3.) Do you think it is important for the US to help Afghan women protect the gains they have made over the past 14 years and prevent a return to Taliban-style oppression?

American discussions about Afghan policy generally focus on the security aspects of the situation. But the humanitarian considerations also deserve a hearing. The Taliban had established a brutal and repressive regime that particularly targeted Afghan women and girls—banning them from schools, requiring them to stay at home or to go outside the home only fully covered and accompanied by male relatives, and applying punishments ranging from throwing acid on girls’ faces to stoning women to death. Millions of Afghan girls are now in school thanks to the efforts of the US, its NATO and international partners, the international community, and the Afghan government. Women can walk about freely in many (but by no means all) parts of Afghanistan, engage in commerce, and live without fear of horrific punishments. Do you think that defending human rights and the rights of women is an appropriate objective of American foreign policy in Afghanistan?

4.) Would you request funding from Congress to support the Afghan National Security Forces at a size and capability-level necessary to secure their country from the Taliban, al Qaeda, ISIS, and their affiliates?

Afghanistan remains a desperately poor country with a partially-dysfunctional economy that is rife with corruption. There is little prospect that it will be able to afford security forces adequate to prevent the return of the Taliban, al Qaeda, or the expansion of ISIS any time soon.

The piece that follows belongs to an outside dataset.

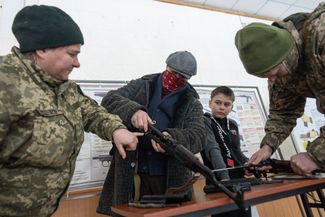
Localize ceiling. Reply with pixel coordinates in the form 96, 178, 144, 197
158, 0, 324, 20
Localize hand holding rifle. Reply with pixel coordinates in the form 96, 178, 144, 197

The Obama administration has shown great reluctance in committing to providing the funds necessary to sustain the Afghan security forces at an adequate level for the long term. Are you willing to make such a commitment?

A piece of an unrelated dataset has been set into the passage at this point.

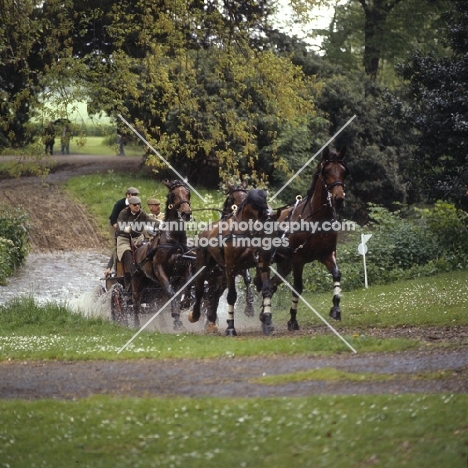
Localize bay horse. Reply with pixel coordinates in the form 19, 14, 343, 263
222, 181, 255, 317
131, 179, 192, 329
188, 189, 275, 336
268, 146, 349, 330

5.) Would you impose firm timelines or restrictions on the nature, extent, and duration of US assistance to Afghanistan that are not based on conditions on the ground?

Criticizing the Obama administration’s fixation with arbitrary timelines is easy. The withdrawal of forces from Iraq and Afghanistan on a date-driven rather than conditions-driven basis is one of the principal reasons for the collapse of security in Iraq and its deterioration in Afghanistan. It is true, however, that the US risks creating a long-term dependence on the presence of its own combat forces if it takes too much of the burden of securing Afghanistan on itself for too long. How would you balance the requirement to provide enough support of the right kind to ensure that our national security interests are protected with the need to encourage the Afghans to develop their own indigenous abilities to keep terrorists out of their country over time?